Concert Review: This Wheel's on Fire

The Chicago Symphony Orchestra opens Carnegie Hall with Carmina Burana.
Your host for Wheel of Fortune: Chicago Symphony Orchestra music director Riccardo Muti.
The Chicago Symphony Orchestra opened both the 2012-2013 Carnegie Hall season and and a three-night stand at the famous New York concert venue on Wednesday, Oct. 3. The choice of repertory: Carl Orff's epic 20th century choral work Carmina Burana, under the baton of music director Riccardo Muti.

Orff's blend of choral drinking songs, pseudo-medieval dances and operatic arias has remained popular since the work's 1938 premiere. However, due to the pop-culture omnipresence of the chorus O Fortuna that opens and closes this hour-long piece, Carmina Burana (the title means "Songs of Bavaria") has something of a mixed reputation. The piece continues to draw scorn from critics and cognoscenti for its catchy melodies, simple structures and a conspicuous lack of thematic development in each of its twenty-five sections.

Those perceived weaknesses became strengths under Mr. Muti's direction. The fiery Italian seemed almost sedate during the opening O Fortuna, barely lifting his arms to direct the choristers as the musicans pounded out the familiar ostinato rhythm. But as the cycle continued, Mr. Muti used his experience in opera and symphonic repertory to carve these granite-like blocks of sound into sharp reliefs showing the details of Orff's medieval world.


Each sub-set of songs had its own distinctive tinta as Mr. Muti drew different shades of sound from his vast forces. The bitter laments against the power of the medieval goddess of Fortune were played in shades of black and gray, with the deep male voices of the Chicago Symphony Chorus dominating. In Springtime was brighter, with bouncing, percussive rhythms that wouldn't sound out of place at a Renaissance fair.

In the Tavern consists of four songs, with difficult solos for the tenor and baritone. Countertenor Antonio Giovannini had a choked, almost watery sound for Olim lacis coelarum, the aria sung by a roasting swan who has to squawk three high Ds. Baritone Audun Iversen fared better with Ergo sum abbas ("I am the Abbot of Cockaigne.") He moved nimbly through Orff's tricky rhythms and used his flexible instrument to good effect.

In the Courts of Love is the largest section of Carmina Burana, a wide-ranging collection of songs dealing with love: medieval style. Soprano Rosa Feola was featured here, soaring to astonishing heights in Dulcissime with a pure, silvery tone and a smooth legato. Mr. Muti also proved adept at directing the Chicago Children's Choir, who offered cherub-like commentary from the their perch in the first tier of boxes during two of the songs.

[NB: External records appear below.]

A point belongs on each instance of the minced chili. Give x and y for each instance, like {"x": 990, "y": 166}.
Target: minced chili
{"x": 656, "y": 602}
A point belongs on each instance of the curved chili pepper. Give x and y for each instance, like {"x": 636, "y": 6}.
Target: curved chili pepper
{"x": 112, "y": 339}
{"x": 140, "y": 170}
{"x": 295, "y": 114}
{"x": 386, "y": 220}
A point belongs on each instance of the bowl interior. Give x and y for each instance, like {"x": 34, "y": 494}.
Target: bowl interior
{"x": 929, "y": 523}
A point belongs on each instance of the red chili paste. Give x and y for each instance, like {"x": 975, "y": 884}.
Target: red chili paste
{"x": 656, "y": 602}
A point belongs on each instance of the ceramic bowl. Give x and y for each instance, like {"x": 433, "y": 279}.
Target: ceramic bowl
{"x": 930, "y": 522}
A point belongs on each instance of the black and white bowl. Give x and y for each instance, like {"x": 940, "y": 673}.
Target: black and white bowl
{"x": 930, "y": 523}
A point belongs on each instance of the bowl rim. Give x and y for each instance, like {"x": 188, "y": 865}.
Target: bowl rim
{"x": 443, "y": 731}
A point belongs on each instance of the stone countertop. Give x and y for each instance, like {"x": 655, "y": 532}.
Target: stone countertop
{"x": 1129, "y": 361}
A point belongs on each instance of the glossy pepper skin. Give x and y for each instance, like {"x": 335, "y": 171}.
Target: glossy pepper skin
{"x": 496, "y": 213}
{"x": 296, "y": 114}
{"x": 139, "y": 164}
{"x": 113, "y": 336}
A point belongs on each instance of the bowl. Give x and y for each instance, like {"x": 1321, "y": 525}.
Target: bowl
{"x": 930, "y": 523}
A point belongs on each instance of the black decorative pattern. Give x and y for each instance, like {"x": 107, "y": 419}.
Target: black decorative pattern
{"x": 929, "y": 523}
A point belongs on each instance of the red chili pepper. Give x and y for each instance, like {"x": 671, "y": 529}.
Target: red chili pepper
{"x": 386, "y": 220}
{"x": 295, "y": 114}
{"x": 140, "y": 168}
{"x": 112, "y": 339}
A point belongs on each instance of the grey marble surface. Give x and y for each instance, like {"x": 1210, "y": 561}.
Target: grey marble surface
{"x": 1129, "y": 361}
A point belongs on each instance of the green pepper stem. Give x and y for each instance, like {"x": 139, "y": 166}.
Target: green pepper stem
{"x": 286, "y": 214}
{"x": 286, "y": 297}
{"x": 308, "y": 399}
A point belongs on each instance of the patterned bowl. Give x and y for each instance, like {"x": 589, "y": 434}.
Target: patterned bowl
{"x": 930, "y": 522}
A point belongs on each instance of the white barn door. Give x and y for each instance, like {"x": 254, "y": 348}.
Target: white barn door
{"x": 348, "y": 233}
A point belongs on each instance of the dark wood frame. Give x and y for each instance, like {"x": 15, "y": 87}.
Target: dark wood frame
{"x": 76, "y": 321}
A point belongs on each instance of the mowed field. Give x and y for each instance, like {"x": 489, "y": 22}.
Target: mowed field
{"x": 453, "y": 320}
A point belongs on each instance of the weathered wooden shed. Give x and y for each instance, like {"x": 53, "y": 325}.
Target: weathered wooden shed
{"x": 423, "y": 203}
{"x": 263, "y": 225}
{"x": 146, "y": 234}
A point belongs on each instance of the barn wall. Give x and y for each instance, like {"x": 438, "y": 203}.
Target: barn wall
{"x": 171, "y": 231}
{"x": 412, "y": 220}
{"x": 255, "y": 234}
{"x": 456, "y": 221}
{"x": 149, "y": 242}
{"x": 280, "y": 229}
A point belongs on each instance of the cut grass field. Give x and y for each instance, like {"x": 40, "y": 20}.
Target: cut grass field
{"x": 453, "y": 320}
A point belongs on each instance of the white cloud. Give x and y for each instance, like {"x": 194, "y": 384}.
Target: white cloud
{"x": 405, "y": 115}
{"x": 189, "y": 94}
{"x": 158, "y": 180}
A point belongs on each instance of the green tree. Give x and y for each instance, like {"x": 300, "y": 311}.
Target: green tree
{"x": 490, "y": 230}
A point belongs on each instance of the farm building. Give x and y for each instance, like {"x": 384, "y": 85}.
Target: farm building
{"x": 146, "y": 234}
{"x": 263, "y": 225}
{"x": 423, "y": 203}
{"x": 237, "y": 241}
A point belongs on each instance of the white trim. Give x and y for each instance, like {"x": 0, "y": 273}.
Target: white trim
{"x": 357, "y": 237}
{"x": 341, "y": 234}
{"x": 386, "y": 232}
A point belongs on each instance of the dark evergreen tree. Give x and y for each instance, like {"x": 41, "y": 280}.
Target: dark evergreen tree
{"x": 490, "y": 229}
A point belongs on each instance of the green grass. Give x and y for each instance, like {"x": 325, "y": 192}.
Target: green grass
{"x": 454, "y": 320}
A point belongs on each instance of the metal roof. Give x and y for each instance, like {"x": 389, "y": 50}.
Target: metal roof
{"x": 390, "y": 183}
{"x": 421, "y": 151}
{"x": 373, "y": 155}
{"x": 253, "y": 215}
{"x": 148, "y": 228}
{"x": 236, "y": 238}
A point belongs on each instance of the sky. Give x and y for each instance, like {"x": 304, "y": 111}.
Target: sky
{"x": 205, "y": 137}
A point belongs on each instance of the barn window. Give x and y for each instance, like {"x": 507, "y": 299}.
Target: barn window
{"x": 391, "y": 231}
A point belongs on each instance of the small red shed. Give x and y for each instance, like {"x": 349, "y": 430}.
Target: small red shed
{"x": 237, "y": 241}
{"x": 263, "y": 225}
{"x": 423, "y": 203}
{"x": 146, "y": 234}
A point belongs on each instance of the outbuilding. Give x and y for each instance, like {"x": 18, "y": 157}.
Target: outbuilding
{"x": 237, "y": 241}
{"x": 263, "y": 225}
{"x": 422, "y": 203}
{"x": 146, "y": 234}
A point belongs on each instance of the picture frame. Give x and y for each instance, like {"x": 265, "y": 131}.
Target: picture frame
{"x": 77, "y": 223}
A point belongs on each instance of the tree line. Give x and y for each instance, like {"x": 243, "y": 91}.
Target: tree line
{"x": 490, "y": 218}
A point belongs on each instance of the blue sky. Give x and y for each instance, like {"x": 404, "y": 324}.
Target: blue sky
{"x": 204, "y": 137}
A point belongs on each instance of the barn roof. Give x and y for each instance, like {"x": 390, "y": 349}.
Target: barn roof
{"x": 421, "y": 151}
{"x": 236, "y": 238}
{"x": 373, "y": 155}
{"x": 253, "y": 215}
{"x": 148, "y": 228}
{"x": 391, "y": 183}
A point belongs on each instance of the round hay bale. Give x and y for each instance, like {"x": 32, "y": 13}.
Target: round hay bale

When Orff's cycle completed its revolution (with a reprise of O Fortuna) Mr. Muti was much more animated. He exhorted the choristers to greater volume, leaned forward and pulled the timpani notes and cymbal strikes out of the air, and unleashed a powerful storm of sound as the work crashed and juddered through its final bars. Carmina Burana remains popular classical music, but with a performance like this one, Orff's work is elevated to the level of symphonic art.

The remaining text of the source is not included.